The most important thing in the Renaissance is craving for ‘knowledge infinite’. This characteristic has been injected in Faustus properly. He has achieved knowledge of all branches. Yet he feels unfulfilled. So he wants to practice black art and with this he would be able to know all things –
“I will have them read me strange philosophy.”
After selling his soul, he, at the very first, questions Mephistopheles to know the mystery of the universe, about the position of hell.
“First, will I question with thee about hell,
Tell me where is the place that men call hell?”
Faustus’s longing for material prosperity, for money and wealth, which is also a Renaissance element, has been expressed in the following lines where he desires to gain the lordship of Embden a great commercial city-
Why, the signiority of Embden shall be mine.”
He further wants to enjoy a splendid life full of worldly pleasures. He says,
“I will have them fly to India for gold,
Ransack the ocean for orient pearl,
And search all the corners of the new found world.
For pleasant fruits and princely delicates.”
Here we see another inherent thing characterized by Renaissance in Faustus i.e. love for adventure.
Faustus’s eagerness to get the most beautiful German maid to be his wife and Helen to be his paramour and to find heaven in her lips proves his love of beauty along with love for sensual pleasure which is also a Renaissance element. He says to Mephistophilis,
“For I am wanton and lascivious
And cannot live without a wife.”
Dominance of classical literature, art and culture is a prominent feature of the Renaissance. And it is frequently expressed by Faustus in his allusions, examples, references. One of such examples can be noticed in the following couple of lines where Faustus says,
“Have I not made blind Homer sing to me
Of Alexander’s love and Oenon’s death?”
“The Renaissance was marked by an intense interest in the visible world and in the knowledge derived from concrete sensory experience.” “It turned away from the abstract speculations and interest in life after death that characterized the middle Ages.” Faustus raises question and gives answer to that question in the following lines-
“That, after this life, there is any pain?

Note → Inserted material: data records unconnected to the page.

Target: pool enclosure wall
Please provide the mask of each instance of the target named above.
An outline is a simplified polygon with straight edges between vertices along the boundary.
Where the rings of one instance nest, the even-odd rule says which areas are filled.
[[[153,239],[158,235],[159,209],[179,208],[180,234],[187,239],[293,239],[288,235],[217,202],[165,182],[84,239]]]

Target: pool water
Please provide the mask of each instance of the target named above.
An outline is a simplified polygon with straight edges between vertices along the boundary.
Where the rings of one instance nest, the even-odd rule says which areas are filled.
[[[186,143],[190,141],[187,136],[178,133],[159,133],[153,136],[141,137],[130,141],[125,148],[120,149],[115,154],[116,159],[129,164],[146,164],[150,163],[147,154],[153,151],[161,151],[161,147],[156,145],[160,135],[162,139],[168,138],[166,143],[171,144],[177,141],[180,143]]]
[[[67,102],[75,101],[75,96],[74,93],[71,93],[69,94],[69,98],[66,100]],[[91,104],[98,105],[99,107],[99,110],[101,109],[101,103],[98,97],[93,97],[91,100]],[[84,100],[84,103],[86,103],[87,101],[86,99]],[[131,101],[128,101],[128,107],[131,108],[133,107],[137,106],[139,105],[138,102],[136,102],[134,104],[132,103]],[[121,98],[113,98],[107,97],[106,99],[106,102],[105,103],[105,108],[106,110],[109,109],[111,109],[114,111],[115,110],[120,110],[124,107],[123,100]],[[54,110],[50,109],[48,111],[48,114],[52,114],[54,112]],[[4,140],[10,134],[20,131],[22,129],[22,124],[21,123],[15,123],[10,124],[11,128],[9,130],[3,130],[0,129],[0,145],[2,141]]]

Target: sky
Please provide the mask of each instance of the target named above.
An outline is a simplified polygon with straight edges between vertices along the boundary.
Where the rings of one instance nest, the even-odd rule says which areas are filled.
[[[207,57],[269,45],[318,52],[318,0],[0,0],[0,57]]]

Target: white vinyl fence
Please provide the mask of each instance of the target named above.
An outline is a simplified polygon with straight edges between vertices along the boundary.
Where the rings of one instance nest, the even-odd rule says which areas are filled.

Thus, these are trifles and mere old wives tales.”
Thus Renaissance allows Scepticism and secularism.
In the Renaissance, “the unique talents and potential of the individual became significant. The concept of personal fame was much more highly developed than during Middle Ages.” Actually Faustus is an individualistic tragic hero. His tragedy is his own creation. He does not think like traditional heroes or men. He crosses his limit while common people do not generally cross that.
Renaissance movement is greatly influenced by Niccolo Machiavelli, his The Prince and his ideal “ends justify the means.” Similarly Faustus also wants to reach his goal by any means, even by selling his soul to Devil –“Faustus gives to thee his soul.” Furthermore, Faustus earns money by selling a false horse to a Horse-course deceitfully.
The Renaissance has made Faustus fascinated by supreme power. Faustus says-
“A sound magician is a mighty God
Here, Faustus, tire thy brains to gain a deity.”
Finally we must say that Faustus is a faithful embodiment of the Renaissance. He bears all the characteristics of the age. Actually Marlowe has pictured Faustus with great care and interest of the age. George Satayana justly says in this regard –
“Marlowe is a martyr to everything, power, curious knowledge, enterprise, wealth and beauty.”